Sorman, 77, said he had visited Foucault with a group of friends on an Easter holiday trip to the village of Sidi Bou Said, near Tunis, where the philosopher was living in 1969. “Young children were running after Foucault saying ‘what about me? take me, take me’,” he recalled last week in an interview with The Sunday Times.
“They were eight, nine, ten years old, he was throwing money at them and would say ‘let’s meet at 10pm at the usual place’.” This, it turned out, was the local cemetery: “He would make love there on the gravestones with young boys. The question of consent wasn’t even raised.”
Sorman claimed that “Foucault would not have dared to do it in France”, comparing him to Paul Gauguin, the impressionist said to have had sex with young girls he painted in Tahiti, and Andre Gide, the novelist who preyed on boys in Africa. “There is a colonial dimension to this. A white imperialism.”
Sorman says that French journalists on the trip, as well as other witnesses, had to have known about Foucault’s behavior, but that his god-like status bought him immunity — or at least, silence. Sorman called his own failure to report Foucault to the police “extremely morally ugly,” and these allegations — first laid out in his new book My Dictionary of Bullshit — come at a time when many elite figures have been facing accusations of sexual misconduct and child abuse.
Academics are already admitting that these revelations might have a serious impact on Foucault’s legacy.
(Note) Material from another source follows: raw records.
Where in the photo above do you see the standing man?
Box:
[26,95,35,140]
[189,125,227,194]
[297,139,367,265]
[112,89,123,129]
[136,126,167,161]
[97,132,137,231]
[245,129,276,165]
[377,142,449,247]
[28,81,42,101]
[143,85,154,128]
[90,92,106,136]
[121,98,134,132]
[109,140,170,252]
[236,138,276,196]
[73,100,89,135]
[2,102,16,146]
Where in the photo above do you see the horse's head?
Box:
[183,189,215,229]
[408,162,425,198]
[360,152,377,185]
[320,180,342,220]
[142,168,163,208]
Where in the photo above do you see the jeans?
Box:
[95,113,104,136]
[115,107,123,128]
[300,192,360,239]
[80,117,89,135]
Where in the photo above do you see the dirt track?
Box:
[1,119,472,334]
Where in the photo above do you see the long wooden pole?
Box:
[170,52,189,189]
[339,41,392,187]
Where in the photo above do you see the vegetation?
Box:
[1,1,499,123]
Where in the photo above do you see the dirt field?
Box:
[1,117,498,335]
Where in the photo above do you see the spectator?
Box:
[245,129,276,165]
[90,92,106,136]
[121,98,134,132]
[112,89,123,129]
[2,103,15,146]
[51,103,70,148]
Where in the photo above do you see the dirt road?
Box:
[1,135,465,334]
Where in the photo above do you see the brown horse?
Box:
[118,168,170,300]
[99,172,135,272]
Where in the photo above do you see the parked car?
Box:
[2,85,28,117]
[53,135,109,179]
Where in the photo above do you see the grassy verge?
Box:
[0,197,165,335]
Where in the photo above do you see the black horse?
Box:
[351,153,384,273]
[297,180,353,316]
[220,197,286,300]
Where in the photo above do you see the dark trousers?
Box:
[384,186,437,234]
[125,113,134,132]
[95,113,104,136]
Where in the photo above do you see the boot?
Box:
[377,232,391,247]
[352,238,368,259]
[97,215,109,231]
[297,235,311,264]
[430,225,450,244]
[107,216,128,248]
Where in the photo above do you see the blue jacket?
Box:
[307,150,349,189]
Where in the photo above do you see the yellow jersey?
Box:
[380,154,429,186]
These allegations, coming as they do amid so many other exposés, have promoted something of a reckoning. The Sunday Times notes that Luc Ferr, “a philosopher and former education minister, argues that his contemporaries have much to answer for. ‘People had forgotten that 1968 thinking promoted paedophilia,’ he wrote in Le Figaro. ‘Every adult had the right[,] even the duty, they argued, to awaken the sexuality that the bourgeoisie was hiding.’”
In 2019, Dan Hitchens wrote a fascinating essay for First Things titled “How Revolutions End.”
He notes that there has been a re-examination of the sexual attitudes spawned by the Sixties and the horror with which we now regard the child abuse perpetrated by some elite figures. Pedophilia was openly advocated not just by a few despised activists, but by a number of cultural icons. Could the current reconsideration of these figures and their actions, Hitchens wonders, be a hairline crack in the Sexual Revolution’s gleaming façade?
Maybe. At the very least, we now know who Foucault really was — and where his ideas led him. We should take great care not to follow him.